Auto-trigger failures are logged but do NOT bubble up — the chat continues against the original (now-uncompacted) session and the upstream may surface its own context-overflow error if it really busts. This is intentional: a transient summary-model issue should not break user-facing chat. Switch to compact_strategy: manual to disable the auto-trigger entirely while keeping the explicit POST /compact endpoint available.
Token-estimate caveat: the gate uses a conservative chars / 4 heuristic, not real tokens. It tends to over-count for English-heavy prose (real ratio ≈ 4.3) and under-count for very token-dense content (long URLs, code, structured-output). The 80 % threshold leaves enough headroom that mis-estimates of ±20 % do not bust the upstream.
Recursion-protection
Every /a1 call propagates SPASS-Caller-Depth (default 0). The handler increments before issuing the rig self-call.
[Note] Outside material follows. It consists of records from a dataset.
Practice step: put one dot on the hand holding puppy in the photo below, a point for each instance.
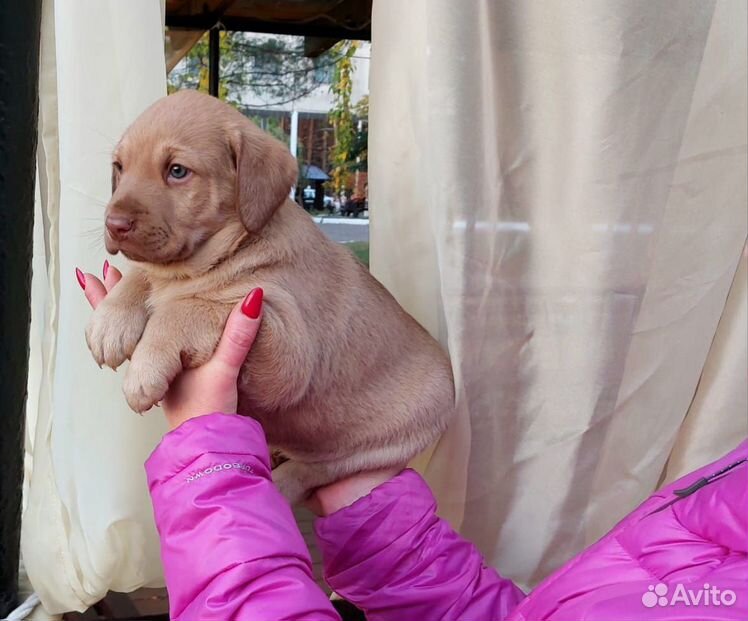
(212, 386)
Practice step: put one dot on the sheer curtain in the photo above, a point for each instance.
(87, 524)
(558, 193)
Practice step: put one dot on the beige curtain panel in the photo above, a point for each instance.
(558, 192)
(87, 525)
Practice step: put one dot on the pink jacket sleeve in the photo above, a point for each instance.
(390, 554)
(229, 542)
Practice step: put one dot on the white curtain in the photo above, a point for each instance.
(87, 524)
(558, 193)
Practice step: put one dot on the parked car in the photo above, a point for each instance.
(355, 206)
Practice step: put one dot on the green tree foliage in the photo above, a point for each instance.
(342, 116)
(273, 67)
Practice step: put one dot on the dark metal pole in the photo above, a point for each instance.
(214, 60)
(20, 24)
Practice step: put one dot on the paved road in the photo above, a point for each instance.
(345, 232)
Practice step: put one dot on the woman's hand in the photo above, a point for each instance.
(331, 498)
(212, 386)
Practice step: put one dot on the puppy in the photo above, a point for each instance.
(341, 378)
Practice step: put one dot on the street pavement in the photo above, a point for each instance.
(343, 232)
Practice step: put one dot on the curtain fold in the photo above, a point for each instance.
(87, 523)
(558, 193)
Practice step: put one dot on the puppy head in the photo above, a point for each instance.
(188, 168)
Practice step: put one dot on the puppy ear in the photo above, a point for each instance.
(265, 173)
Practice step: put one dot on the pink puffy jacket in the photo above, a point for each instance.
(231, 549)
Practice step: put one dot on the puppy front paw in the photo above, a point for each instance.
(113, 332)
(144, 386)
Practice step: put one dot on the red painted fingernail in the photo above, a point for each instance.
(81, 278)
(253, 303)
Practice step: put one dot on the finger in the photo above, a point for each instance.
(93, 288)
(240, 332)
(111, 276)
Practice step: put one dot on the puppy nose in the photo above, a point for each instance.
(118, 226)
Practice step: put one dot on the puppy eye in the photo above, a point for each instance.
(177, 171)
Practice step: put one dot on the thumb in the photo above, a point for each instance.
(240, 332)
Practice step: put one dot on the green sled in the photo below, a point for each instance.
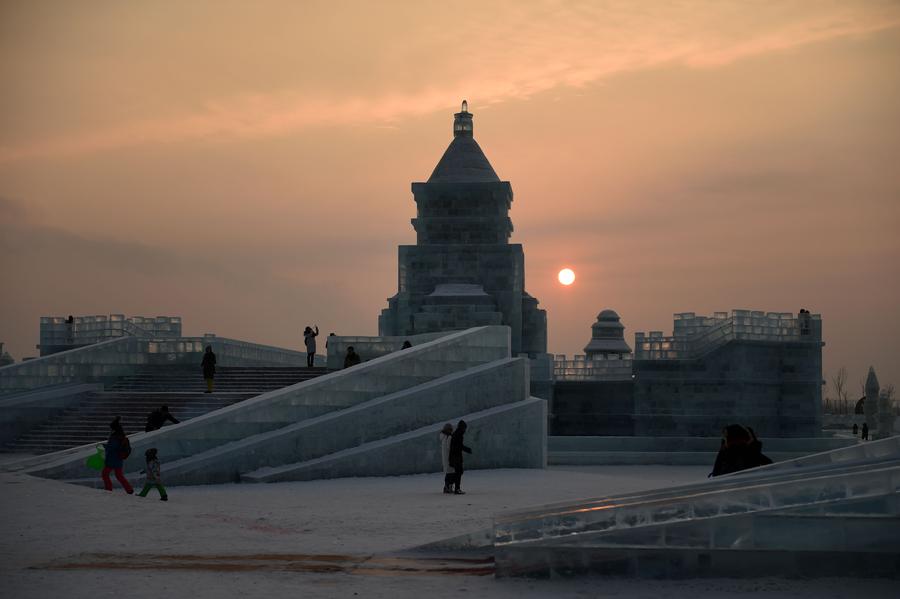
(98, 460)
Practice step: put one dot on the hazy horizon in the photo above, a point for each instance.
(248, 166)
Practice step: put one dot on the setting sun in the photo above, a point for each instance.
(566, 276)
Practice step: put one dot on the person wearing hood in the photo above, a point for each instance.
(444, 438)
(208, 364)
(118, 449)
(309, 340)
(455, 456)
Depth ≥ 3 hard-fails with recursion_depth_exceeded — defensive guard against any future flow that could form an /a1 → /v1 → /a1 chain.
Audit-trail correlation
Every /v1 sub-call carries SPASS-Parent-Request-Id = outer /a1 request_id in audit.jsonl. Reconstruct a call-tree:
jq -c "select(.fields.parent_request_id == \"<outer-rid>\")" \
/home/dietmar/dgx-llm/data/audit/audit.jsonl.YYYY-MM-DD
Cost aggregation
The /a1-outer response carries summed SPASS-Cost-{Eur,Usd,Source,...} headers across all sub-calls (Cut 2.7). A debug header SPASS-Cost-Sub-Calls reports the count.
HTTP/1.1 200 OK
spass-cost-eur: 0.02
spass-cost-usd: 0.02
spass-cost-source: upstream
spass-cost-sub-calls: 1
See /docs/response-headers for the full Cost-V2 spec.